TGA1 is a transcriptional activator that regulates both TFs and N-uptake/assimilation genes in root cells. (A) Workflow of TARGET TF-perturbation assay that can detect the gene targets that TGA1 binds to and regulates in isolated root cells. (B) The TARGET TF-perturbation assay reveals TGA1 directly up-regulates (yellow, 77%) or down-regulates (blue, 23%) the expression of 584 genes in root cells (SI Appendix, Table S4). (C) NLP8 and CIB3 TFs are examples of direct targets transcriptionally activated by TGA1. The expression of NLP8 and CIB3 is affected by TGA1 nuclear import, as assayed by both RNA-seq (steady-state mRNA) and by 4tU affinity capture (de novo mRNA) (green bars). TGA1 binding at these loci was captured by ChIP-seq (red bars). (D) TGA1 transcriptional subnetwork in root cells, where nodes represent genes and edges represent regulatory interactions detected by our assay. TGA1 directly or indirectly—through intermediate TFs (triangles)—regulate the expression genes involved in N uptake/metabolism (circles).

Fig. 4.

Changes in TGA1 levels impacts N-dose–responsive growth rates in planta. (A–C) Growth rates of (A) wild-type, (B) tga1/tga4, and (C) 35S::TGA1 seedling growth over time (days) under different N-doses. The impact of N-dose on growth rates differs significantly between wild-type and the 35S::TGA1 line (three-way ANCOVA, P = 4.1 $\times$ 10⁻⁵), and between wild-type and the tga1/tga4 line (P = 1.5 $\times$ 10⁻⁷). (D–F) Rates of plant growth of (D) wild-type, (E) tga1/tga4, and (F) 35S::TGA1 plants, fit with the MM model. (G) GLU1 gene expression assayed under these N-dose conditions in wild-type and 35S::TGA1. (H) Genes differentially expressed in response to N-dose in 35S::TGA1 plants significantly intersect with direct and indirect targets of TGA1, as well as MM-modeled genes (Monte Carlo test). (I) Phenotype of 15-d-old wild-type plants, a tga1/tga4 mutant, and two independent TGA1-overexpressing lines grown on plates containing 10 mM N.

Fig. 5.

The molecular basis for Michaelis–Menten (MM) kinetics that underlies N-dose–dependent regulation of plant growth. The MM model (upper gray panel) can explain the effect of N-dose on rates of N uptake (A), N signaling (B), and N growth (C). (A) The rate of N uptake by plant nitrate (NRTs) and ammonium (AMTs) transporters follows MM kinetics (11).
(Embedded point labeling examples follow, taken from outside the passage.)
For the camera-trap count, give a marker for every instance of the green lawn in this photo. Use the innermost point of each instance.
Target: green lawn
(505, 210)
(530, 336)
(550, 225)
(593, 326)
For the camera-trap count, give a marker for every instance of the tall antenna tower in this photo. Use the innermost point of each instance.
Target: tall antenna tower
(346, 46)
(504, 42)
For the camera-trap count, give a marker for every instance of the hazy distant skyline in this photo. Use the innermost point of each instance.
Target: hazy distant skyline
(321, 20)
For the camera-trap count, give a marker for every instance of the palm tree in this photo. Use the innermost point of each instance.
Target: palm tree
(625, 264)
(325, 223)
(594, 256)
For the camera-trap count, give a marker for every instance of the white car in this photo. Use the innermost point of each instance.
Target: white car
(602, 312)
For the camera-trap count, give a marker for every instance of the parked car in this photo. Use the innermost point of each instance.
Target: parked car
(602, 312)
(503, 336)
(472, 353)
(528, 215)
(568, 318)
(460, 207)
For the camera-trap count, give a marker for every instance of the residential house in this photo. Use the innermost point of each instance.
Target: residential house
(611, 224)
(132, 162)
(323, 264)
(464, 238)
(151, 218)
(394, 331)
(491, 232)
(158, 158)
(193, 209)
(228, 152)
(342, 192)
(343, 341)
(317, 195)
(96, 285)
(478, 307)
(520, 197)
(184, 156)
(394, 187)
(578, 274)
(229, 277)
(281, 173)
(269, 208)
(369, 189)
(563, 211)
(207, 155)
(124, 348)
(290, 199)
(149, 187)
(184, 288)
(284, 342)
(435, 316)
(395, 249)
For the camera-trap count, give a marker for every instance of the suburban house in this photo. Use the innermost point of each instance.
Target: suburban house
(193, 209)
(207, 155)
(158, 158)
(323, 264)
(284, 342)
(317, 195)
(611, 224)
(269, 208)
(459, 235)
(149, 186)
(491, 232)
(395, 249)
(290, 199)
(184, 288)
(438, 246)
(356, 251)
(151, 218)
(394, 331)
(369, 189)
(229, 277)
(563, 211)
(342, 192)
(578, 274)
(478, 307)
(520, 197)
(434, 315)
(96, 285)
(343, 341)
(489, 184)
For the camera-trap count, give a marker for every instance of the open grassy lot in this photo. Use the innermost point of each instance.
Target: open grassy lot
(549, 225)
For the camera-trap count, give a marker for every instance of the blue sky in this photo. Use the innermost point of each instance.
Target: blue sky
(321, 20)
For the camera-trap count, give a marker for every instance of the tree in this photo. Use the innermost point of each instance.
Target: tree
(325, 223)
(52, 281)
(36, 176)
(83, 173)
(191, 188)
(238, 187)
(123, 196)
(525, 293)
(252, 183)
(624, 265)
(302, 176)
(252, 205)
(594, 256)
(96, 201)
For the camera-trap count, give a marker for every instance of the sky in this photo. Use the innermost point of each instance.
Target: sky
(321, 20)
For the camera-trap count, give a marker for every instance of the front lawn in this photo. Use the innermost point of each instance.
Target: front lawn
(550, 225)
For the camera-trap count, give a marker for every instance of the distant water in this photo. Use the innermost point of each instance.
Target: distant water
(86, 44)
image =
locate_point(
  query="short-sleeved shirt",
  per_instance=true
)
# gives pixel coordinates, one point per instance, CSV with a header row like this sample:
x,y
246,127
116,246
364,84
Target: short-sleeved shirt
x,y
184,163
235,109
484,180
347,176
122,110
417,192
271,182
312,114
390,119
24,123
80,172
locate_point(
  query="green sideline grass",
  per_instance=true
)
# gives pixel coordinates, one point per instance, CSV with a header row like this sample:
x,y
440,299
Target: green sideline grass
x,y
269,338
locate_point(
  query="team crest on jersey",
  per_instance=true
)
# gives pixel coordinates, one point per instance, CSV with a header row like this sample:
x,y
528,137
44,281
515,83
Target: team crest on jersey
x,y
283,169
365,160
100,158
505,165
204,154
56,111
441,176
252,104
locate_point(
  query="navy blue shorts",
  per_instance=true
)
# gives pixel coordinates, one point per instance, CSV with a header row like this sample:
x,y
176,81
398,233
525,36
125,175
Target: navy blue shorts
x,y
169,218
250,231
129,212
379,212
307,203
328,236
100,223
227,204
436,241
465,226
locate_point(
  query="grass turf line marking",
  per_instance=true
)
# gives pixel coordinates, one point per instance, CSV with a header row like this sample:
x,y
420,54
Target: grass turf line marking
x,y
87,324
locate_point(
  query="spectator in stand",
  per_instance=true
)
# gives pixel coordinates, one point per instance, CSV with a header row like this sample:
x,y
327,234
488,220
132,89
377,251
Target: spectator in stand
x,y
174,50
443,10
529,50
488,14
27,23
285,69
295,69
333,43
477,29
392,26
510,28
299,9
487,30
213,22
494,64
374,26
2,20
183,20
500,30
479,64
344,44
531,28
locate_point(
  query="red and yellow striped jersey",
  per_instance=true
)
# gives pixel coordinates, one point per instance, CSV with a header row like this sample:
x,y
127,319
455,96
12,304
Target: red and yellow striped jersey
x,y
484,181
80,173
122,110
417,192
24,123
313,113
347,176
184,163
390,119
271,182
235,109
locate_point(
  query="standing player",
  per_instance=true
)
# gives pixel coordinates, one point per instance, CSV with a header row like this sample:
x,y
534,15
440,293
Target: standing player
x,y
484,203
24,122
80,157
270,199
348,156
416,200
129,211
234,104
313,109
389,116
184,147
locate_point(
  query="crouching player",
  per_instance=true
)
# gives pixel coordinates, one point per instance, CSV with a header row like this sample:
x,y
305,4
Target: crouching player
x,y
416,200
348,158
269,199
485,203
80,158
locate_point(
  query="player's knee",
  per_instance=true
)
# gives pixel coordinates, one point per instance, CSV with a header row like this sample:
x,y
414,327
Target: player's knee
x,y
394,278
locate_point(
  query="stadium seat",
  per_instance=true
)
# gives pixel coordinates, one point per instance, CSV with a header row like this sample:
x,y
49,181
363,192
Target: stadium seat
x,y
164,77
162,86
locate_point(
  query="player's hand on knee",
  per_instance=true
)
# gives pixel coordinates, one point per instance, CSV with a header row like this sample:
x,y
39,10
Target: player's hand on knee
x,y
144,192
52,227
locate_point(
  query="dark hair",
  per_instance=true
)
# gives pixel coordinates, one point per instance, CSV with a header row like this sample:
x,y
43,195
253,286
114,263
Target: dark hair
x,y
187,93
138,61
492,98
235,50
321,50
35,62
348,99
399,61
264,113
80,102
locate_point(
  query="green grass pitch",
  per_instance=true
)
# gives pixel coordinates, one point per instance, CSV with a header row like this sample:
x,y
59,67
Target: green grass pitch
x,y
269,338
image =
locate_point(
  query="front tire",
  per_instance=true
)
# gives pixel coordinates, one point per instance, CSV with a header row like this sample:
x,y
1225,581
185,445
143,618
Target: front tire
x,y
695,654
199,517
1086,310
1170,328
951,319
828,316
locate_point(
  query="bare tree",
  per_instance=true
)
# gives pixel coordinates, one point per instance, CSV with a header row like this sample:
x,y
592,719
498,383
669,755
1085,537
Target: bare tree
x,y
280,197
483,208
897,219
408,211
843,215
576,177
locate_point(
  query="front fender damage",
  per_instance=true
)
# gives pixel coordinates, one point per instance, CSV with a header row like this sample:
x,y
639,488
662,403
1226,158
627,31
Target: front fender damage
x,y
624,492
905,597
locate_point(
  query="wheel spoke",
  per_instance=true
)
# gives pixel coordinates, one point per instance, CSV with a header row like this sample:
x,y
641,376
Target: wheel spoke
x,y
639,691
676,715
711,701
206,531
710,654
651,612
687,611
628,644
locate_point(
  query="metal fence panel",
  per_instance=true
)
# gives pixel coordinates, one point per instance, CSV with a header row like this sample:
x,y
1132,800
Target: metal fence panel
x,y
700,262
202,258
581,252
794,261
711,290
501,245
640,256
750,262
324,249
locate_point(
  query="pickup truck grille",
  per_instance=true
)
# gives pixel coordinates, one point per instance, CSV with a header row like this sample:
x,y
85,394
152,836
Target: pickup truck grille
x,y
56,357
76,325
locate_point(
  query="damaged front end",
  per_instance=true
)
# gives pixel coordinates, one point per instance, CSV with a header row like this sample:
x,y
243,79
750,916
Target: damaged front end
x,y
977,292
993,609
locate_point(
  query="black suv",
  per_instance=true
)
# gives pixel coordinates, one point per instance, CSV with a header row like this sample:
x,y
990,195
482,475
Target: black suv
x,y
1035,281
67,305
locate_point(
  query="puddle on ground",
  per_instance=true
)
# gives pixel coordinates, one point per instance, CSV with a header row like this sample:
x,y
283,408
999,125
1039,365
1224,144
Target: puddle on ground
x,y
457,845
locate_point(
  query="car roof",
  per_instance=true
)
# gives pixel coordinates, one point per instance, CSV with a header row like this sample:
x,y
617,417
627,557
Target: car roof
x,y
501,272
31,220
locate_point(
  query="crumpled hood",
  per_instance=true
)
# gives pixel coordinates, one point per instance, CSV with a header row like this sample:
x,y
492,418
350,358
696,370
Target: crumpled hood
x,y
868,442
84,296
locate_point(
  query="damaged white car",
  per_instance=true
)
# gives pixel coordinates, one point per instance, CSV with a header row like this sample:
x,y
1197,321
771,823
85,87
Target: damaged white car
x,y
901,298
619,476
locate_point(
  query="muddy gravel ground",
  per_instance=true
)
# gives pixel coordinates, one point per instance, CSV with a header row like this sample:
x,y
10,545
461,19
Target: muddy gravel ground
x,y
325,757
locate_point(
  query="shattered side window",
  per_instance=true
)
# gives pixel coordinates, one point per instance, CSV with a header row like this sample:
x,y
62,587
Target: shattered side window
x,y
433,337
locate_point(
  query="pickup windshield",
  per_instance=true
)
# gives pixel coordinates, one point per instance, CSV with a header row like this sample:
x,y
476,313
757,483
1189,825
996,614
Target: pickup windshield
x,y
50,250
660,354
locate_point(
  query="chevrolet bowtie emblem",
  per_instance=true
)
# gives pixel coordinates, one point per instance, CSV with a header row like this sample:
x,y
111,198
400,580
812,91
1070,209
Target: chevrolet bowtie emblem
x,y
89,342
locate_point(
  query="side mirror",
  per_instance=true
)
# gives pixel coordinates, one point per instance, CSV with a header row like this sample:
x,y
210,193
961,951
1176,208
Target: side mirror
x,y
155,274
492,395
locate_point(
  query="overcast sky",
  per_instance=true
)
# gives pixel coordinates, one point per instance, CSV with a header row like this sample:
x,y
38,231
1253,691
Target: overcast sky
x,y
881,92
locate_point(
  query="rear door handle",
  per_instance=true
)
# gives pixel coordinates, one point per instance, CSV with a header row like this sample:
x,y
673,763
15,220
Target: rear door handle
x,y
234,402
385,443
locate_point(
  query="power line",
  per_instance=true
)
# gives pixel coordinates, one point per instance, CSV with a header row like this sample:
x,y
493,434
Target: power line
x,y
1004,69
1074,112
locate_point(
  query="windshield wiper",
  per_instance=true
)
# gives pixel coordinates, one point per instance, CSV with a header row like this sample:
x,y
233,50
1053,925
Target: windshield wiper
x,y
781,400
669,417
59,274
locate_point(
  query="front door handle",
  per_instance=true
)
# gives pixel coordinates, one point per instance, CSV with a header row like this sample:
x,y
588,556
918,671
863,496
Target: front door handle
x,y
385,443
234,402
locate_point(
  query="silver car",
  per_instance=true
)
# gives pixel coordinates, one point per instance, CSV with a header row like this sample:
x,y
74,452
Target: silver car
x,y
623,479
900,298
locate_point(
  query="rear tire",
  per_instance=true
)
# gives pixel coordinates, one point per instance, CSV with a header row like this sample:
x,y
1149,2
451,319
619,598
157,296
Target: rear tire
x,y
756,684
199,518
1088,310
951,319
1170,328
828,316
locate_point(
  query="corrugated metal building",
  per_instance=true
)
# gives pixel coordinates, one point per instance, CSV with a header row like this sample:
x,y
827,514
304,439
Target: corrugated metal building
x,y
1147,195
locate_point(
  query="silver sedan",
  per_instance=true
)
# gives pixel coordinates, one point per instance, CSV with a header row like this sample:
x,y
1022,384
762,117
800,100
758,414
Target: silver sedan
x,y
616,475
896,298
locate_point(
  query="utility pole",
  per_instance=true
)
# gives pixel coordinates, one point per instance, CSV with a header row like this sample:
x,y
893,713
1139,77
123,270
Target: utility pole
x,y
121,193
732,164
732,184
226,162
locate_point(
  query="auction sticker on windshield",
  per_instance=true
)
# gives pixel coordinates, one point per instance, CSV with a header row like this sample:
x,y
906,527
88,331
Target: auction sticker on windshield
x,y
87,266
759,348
The N-regulated expression of the NRT1.1 nitrate transceptor has also been shown to follow MM kinetics (53). (B) Results presented herein show that transcriptome responses to N-dose follows MM kinetics (1,153 genes) (Fig. 1). Moreover, a portion of this MM-mediated transcriptome response (192 genes) to N-dose is affected by TGA1, as shown via changes in V_max and K_m in tga1/4 and 35S::TGA1 lines (Figs. 2 and 4 and SI Appendix, Fig. S7). TGA1’s role in signaling N-dose at the molecular level impacts genes involved in translation, glucose metabolism, and energy metabolism. The N response of TGA1 mRNA levels is altered in the nrt1.1 transceptor mutant (SI Appendix, Fig. S12) (18). (C) Overexpression of TGA1 (35S::TGA1) leads to higher N-dose–dependent growth rates, while it is reduced in the tga1/4 mutant (Fig. 4 D–F). Thus, the role of TGA1 in mediating rate of transcript change in response to N-dose provides a molecular basis for how N-dose regulates rates of plant growth, a phenotype that can also be explained by MM kinetics (Fig. 4 D–F) (10).